Phencyclidine was previously shown to allosterically increase the apparent affinity of the dihydropyridine ( [3H]nitrendipine) calcium antagonist binding site in a lysed synaptosomal membrane preparation of rat forebrain. Treatment of a similar preparation of mouse forebrain with 4-isothiocyanato-1-(1-phenylcyclohexyl) piperidine (FOURPHIT), an acylating phencyclidine derivative, resulted in a concentration dependent (0.1-10 microM), irreversible, increase in the apparent affinity of [3H]nitrendipine in contrast to the effects of phencyclidine which were reversible. The FOURPHIT isomer, 1-[1-(3-isothiocyanatophenyl) cyclohexyl] piperidine (METAPHIT), (10 microM) also irreversibly increased the apparent affinity of [3H]nitrendipine, but was much less efficacious than FOURPHIT. Phencyclidine blocked the irreversible increase in the apparent affinity of [3H]nitrendipine produced by FOURPHIT. The interactions of multivalent cations and the calcium antagonist diltiazem with the [3H]nitrendipine binding site were altered following treatment of membranes with FOURPHIT. These studies suggest that FOURPHIT irreversibly interacts with the same sites as PCP, and thus may be a useful tool with which to further probe both the behavioral and biochemical interactions between phencyclidine and the dihydropyridine calcium antagonist binding site.

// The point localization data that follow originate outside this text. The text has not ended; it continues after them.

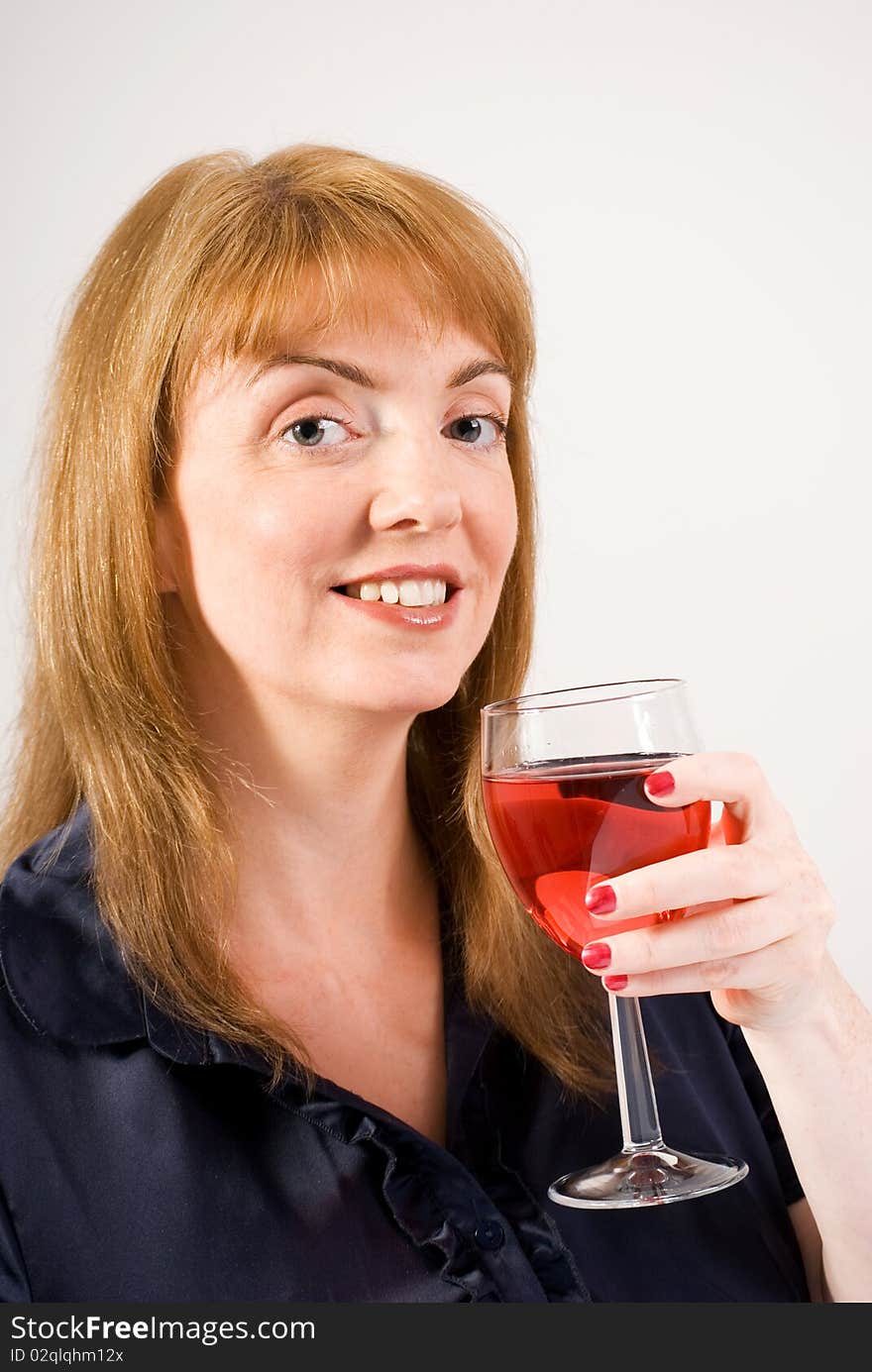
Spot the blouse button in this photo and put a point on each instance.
(490, 1235)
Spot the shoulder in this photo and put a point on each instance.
(59, 966)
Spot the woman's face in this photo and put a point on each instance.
(297, 480)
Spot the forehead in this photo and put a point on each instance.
(380, 313)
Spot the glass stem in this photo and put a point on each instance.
(639, 1117)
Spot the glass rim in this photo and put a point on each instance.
(522, 704)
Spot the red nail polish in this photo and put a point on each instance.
(615, 983)
(661, 784)
(601, 901)
(597, 957)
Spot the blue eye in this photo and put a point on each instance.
(308, 431)
(312, 435)
(498, 423)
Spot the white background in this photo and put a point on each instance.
(691, 185)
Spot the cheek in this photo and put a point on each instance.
(498, 526)
(255, 552)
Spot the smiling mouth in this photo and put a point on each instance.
(449, 590)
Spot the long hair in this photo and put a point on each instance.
(206, 261)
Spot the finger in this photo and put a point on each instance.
(735, 778)
(739, 872)
(732, 930)
(778, 965)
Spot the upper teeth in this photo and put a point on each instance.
(405, 593)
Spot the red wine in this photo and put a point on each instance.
(559, 827)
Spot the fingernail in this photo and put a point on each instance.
(661, 784)
(614, 983)
(601, 900)
(597, 957)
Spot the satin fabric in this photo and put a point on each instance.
(143, 1161)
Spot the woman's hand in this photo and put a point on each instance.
(757, 908)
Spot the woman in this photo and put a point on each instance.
(273, 1023)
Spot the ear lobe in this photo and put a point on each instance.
(164, 548)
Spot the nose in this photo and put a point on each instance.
(415, 487)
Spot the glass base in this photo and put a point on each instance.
(650, 1176)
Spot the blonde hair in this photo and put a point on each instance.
(206, 261)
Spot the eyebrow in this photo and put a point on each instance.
(466, 373)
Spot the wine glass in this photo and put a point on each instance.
(563, 778)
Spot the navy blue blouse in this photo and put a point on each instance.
(143, 1161)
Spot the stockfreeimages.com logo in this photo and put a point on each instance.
(201, 1331)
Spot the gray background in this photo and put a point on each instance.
(691, 184)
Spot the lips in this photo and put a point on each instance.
(411, 573)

此前研究表明,在大鼠前脑裂解突触体膜制剂中,苯环己哌啶可别构增加二氢吡啶([3H]尼群地平)钙拮抗剂结合位点的表观亲和力。用4-异硫氰酸-1-(1-苯基环己基)哌啶(FOURPHIT,一种酰化苯环己哌啶衍生物)处理小鼠前脑的类似制剂,结果显示[3H]尼群地平的表观亲和力呈浓度依赖性(0.1 - 10 microM)不可逆增加,这与苯环己哌啶的可逆性作用形成对比。FOURPHIT的异构体1-[1-(3-异硫氰酸苯基)环己基]哌啶(METAPHIT,10 microM)也不可逆地增加了[3H]尼群地平的表观亲和力,但效果远不如FOURPHIT。苯环己哌啶可阻断FOURPHIT引起的[3H]尼群地平表观亲和力的不可逆增加。在用FOURPHIT处理膜后,多价阳离子和钙拮抗剂地尔硫䓬与[3H]尼群地平结合位点的相互作用发生了改变。这些研究表明,FOURPHIT与苯环己哌啶作用于相同位点,因此可能是进一步探究苯环己哌啶与二氢吡啶钙拮抗剂结合位点之间行为和生化相互作用的有用工具。